I tried encasing the entire thing with a try and except: PASS, to capture this error. However, it then begins from Page A and still misses the rest.
I would like a method where I could somehow do a 'continue' statement somewhere, but I've only started learning and I ran out of ideas. You can see in the raw code I tried to do a FOR IF: ERROR statement in hopes to put a pass, but that seems like a syntax error. See the raw code below:
import concurrent.futures
import os
import time
import requests
import re
import selenium.common.exceptions
from bs4 import BeautifulSoup
from selenium import webdriver
from selenium.webdriver.common.by import By
import multiprocessing
edge_driver = 'C:selenium\\webdriver\\edge'
os.environ['PATH'] += edge_driver
web_links = {'digital archive': 'https://digital.nmla.metoffice.gov.uk/SO_1118bfbb-f2c9-476f-aa07-eb58b6db5ce6/', }
def scraping_bot(css_selector):
# First stage: Years
print('FIRST STAGE INITIATED....')
driver = webdriver.Edge()
driver.get(web_links.get('digital archive'))
year_args = (By.CSS_SELECTOR, f'a[href="{css_selector}"]')
driver.find_element(*year_args).click()
# Second Stage: Months
print('SECOND STAGE INITIATED....')
sTWO_url = driver.current_url
sTWO_site = requests.get(sTWO_url)
sTWO_web_objects = BeautifulSoup(sTWO_site.text, 'lxml')
monthly_placeholders = sTWO_web_objects.find(name='div', attrs={'class': 'twelve columns last results'})
months = monthly_placeholders.find_all(name='h5')
month_css_selector = {}
for month_href_tags in months:
month_tag = f'{month_href_tags.get_text()}'
month_hrefs = re.findall(regex, str(month_href_tags))
for month_href in month_hrefs:
month_css_selector.update({month_tag: month_href})

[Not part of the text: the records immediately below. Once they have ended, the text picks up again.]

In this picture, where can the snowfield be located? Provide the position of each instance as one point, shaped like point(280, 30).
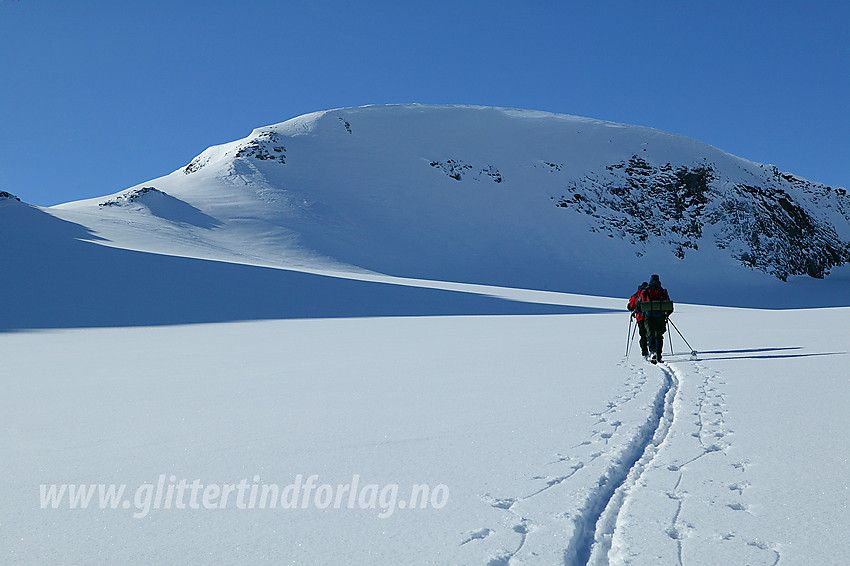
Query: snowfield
point(525, 419)
point(241, 367)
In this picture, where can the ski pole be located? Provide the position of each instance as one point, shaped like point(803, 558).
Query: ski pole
point(631, 340)
point(670, 338)
point(693, 352)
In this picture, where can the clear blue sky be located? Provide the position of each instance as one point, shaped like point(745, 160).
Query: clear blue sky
point(99, 96)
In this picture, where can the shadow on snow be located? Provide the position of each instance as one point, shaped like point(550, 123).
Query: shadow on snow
point(50, 278)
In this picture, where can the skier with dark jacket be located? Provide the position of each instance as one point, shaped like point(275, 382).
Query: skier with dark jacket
point(638, 316)
point(655, 322)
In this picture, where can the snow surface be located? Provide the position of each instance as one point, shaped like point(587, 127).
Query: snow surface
point(450, 193)
point(203, 330)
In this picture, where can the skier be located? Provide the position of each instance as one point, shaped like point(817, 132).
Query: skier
point(655, 321)
point(638, 316)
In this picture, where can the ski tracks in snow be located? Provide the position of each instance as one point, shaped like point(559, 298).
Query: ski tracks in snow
point(665, 490)
point(556, 521)
point(690, 504)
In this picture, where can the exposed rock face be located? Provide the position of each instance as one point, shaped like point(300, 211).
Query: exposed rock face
point(759, 222)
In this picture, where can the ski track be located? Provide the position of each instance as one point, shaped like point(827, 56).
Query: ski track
point(699, 395)
point(598, 519)
point(581, 456)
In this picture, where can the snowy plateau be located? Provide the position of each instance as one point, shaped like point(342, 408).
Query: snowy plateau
point(269, 355)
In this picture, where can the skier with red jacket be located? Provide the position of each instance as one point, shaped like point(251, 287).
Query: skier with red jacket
point(655, 321)
point(638, 316)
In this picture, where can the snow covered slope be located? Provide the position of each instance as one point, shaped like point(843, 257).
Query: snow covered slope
point(537, 442)
point(496, 196)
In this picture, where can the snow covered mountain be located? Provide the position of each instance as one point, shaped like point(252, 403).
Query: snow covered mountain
point(179, 358)
point(495, 196)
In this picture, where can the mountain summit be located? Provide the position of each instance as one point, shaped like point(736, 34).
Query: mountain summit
point(491, 195)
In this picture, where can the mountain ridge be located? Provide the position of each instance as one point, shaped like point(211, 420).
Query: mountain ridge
point(505, 197)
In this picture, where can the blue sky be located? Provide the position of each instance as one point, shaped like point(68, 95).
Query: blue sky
point(99, 96)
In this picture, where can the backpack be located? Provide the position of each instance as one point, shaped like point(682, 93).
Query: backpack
point(654, 301)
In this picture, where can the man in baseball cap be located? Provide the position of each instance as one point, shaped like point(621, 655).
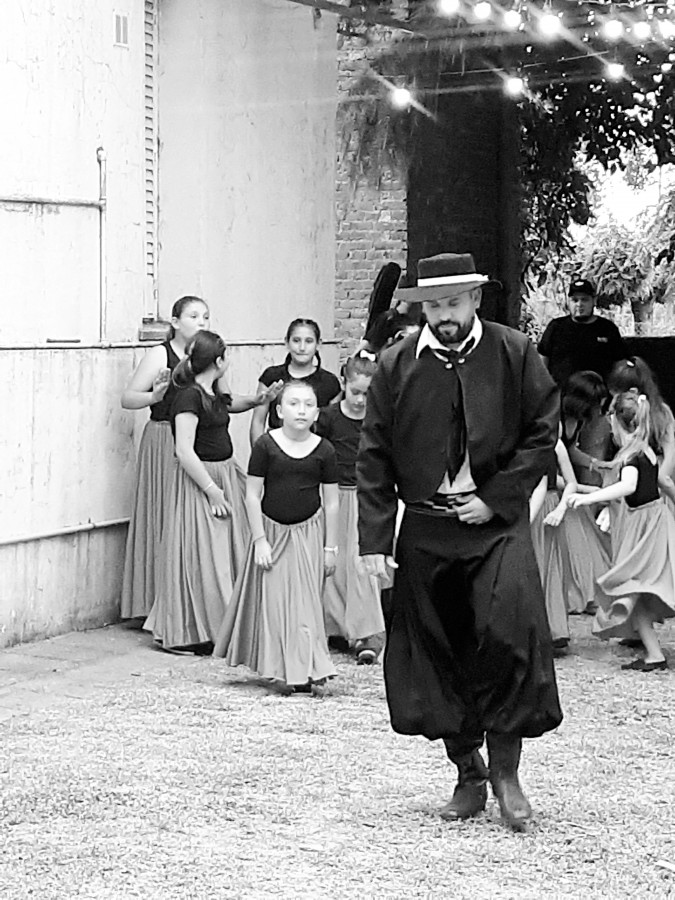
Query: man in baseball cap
point(581, 340)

for v, y in zip(month_css_selector.values(), month_css_selector.keys()):
print(v) ##############################
month_args = (By.CSS_SELECTOR, f'a[href="{v}/"]')
driver.find_element(*month_args).click()
# Third Stage: Download
print(f'THIRD STAGE INITIATED for: {y}: {v}')
sTWO_url = driver.current_url
download_site = requests.get(sTWO_url)
content = BeautifulSoup(download_site.text, 'lxml')
nav_controls = content.find_all('nav')
download_button = [nav_controls.find(attrs={'title': 'download'}) for nav_controls in nav_controls]
download_regex = r'(?<=href=\").{1,}(?=\" title)'
for button in download_button:
if button is not None:
print(button) ##############################
downl = re.findall(download_regex, str(button))
if len(downl) == 1:
for downl_button in downl:
download_args = (By.CSS_SELECTOR, f'a[href="{downl_button}"]')
driver.find_element(*download_args).click()
time.sleep(2)
print(f'THIRD STAGE DOWNLOAD COMPLETE: {y}; {v}')
##### END OF TREE HERE ####
driver.back() # goes back to Second Stage and so on
else:
print(f'Your download button matches exceeds 1: {len(downl)}')
if selenium.common.exceptions.ElementClickInterceptedException:
continue
if __name__ == '__main__':
sONE_url = requests.get(web_links.get('digital archive'))
sONE_web_objects = BeautifulSoup(sONE_url.text, 'lxml')
year_placeholder = sONE_web_objects.find(name='div', attrs={'class': 'sixteen columns results-and-filters'})
years = year_placeholder.find_all(name='div', attrs={'class': ['one_sixth grey_block new-secondary-background result-item',
'one_sixth grey_block new-secondary-background result-item last']}) # don't skip, needed for titles.
unit = [years.find('h5') for years in years]
regex = r'(?<=href=\").{1,}(?=\/")' # lookaround = PositiveLookBehind...PositiveLookAhead
year_css_selector = []
titles = [years.get('title') for years in years]
for year_href_tags, year_tag in zip(unit, titles): # href_tag -> bs4 component
hrefs = re.findall(regex, str(year_href_tags.get_text)) # href_tag.get_text -> method that enables str.
for year_href in hrefs:
year_css_selector.append(f'{year_href}/')
for i in year_css_selector:
scraping_bot(i)
Thus, I wish that my expected output would simply pass or continue that skips this erroneous web-page where I can manually download myself.